In quest’ottica si può, allora, aggiungere alla Liturgia della Santa Messa una sorta di liturgia quotidiana della vita, ossia un’abitudine a pregare con tutto il corpo e in tutti i luoghi, glorificando il Signore con i gesti del nostro lavoro e delle nostre diverse attività, ricordandoci di offrirli a Lui con il pensiero e ringraziandoLo spesso per le cose che ci accadono ogni giorno (incontri, aiuti, gioie, ma anche ostacoli da affrontare e problemi da risolvere); si può poi pregare mentalmente nei tempi di attesa (in coda nel traffico, alle poste o al supermercato) o durante alcune attività ripetitive come stirare o stendere il bucato, e così via, abituandosi anche a ritagliarsi dei momenti di ristoro spirituale, magari la sera dopo cena, alla fine di una giornata particolarmente dura e impegnativa, accogliendo l’invito di Gesù: “Venite a me, voi tutti, che siete affaticati e oppressi, e io vi ristorerò”.

Se lo ritieni utile per il tuo blog, potrei riportare degli esempi in tal senso, rintracciabili sia nelle vite di molte sante, sia nelle regole dei monasteri cristiani, sia nelle nostre ispirazioni di ogni giorno, da assecondare magari con un pizzico di creatività:  esempi molto semplici, pratici e mirati, che ben si sposano con quell'esigenza di dedicare il proprio tempo a Dio in mezzo al tempo che scorre, e pure con quel  “monachesimo interiore laico” di cui parlavamo l’altra volta.
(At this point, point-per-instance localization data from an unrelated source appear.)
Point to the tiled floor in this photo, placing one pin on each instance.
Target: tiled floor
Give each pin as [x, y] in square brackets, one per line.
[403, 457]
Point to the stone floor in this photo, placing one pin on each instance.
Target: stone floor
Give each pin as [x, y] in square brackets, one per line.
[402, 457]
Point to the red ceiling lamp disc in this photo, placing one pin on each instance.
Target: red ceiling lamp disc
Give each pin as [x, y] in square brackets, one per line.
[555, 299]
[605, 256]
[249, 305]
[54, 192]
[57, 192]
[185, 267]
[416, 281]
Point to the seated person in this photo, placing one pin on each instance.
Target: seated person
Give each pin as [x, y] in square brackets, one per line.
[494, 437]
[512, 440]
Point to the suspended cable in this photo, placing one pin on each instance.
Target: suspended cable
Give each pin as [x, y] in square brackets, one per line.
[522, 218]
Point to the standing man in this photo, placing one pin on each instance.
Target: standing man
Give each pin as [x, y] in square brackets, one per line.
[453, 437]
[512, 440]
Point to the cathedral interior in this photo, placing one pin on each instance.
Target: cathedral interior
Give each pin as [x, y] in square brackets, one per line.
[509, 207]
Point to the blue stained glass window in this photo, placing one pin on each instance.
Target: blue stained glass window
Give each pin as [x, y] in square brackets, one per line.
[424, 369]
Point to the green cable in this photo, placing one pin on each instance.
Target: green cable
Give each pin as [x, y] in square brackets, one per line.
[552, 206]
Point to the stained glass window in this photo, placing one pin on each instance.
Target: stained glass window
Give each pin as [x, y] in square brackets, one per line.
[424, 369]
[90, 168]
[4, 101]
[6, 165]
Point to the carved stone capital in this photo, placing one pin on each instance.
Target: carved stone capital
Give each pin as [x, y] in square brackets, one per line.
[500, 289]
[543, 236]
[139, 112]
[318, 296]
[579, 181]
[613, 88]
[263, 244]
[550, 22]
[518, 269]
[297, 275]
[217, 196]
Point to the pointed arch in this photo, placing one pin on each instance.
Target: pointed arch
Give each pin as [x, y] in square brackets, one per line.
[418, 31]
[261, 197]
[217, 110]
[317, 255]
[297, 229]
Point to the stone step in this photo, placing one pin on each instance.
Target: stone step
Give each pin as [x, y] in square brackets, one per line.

Esempi che possono anche diventare degli esercizi interiori, come una sorta di palestra quotidiana per tonificare e sviluppare i nostri muscoli spirituali. Che ne pensi?


Cara sorella in Cristo,
                                        mi piace molto l'espressione “monachesimo interiore laico”. In effetti anche i fedeli laici devono impegnarsi a curare la vita interiore sforzandosi di “vivere alla presenza di Dio”, come fanno i monaci fervorosi e osservanti.

Sono contento di averti “arruolato” come collaboratrice del blog. Penso che tu possa essermi di valido aiuto nell'incoraggiare i lettori a cercare di vivere in maniera intensa le virtù cristiane e a praticare la vita devota. Pertanto puoi inviarmi tutto ciò che ritieni opportuno pubblicare.

Non tutti hanno la grazia di essere chiamati da Dio a vivere in un monastero, ma tutti possono “costruirsi” un piccolo eremo nel proprio cuore curando la vita interiore. A tal proposito consiglio a tutti di leggere il “Compendio di Teologia Ascetica e Mistica” di Padre Adolphe Tanquerey (è stato pubblicato on-line da diversi siti web). Anche se l'autore è morto nel lontano 1932, i suoi scritti ascetici sono ancora di valido aiuto per poter vivere un'intensa vita spirituale.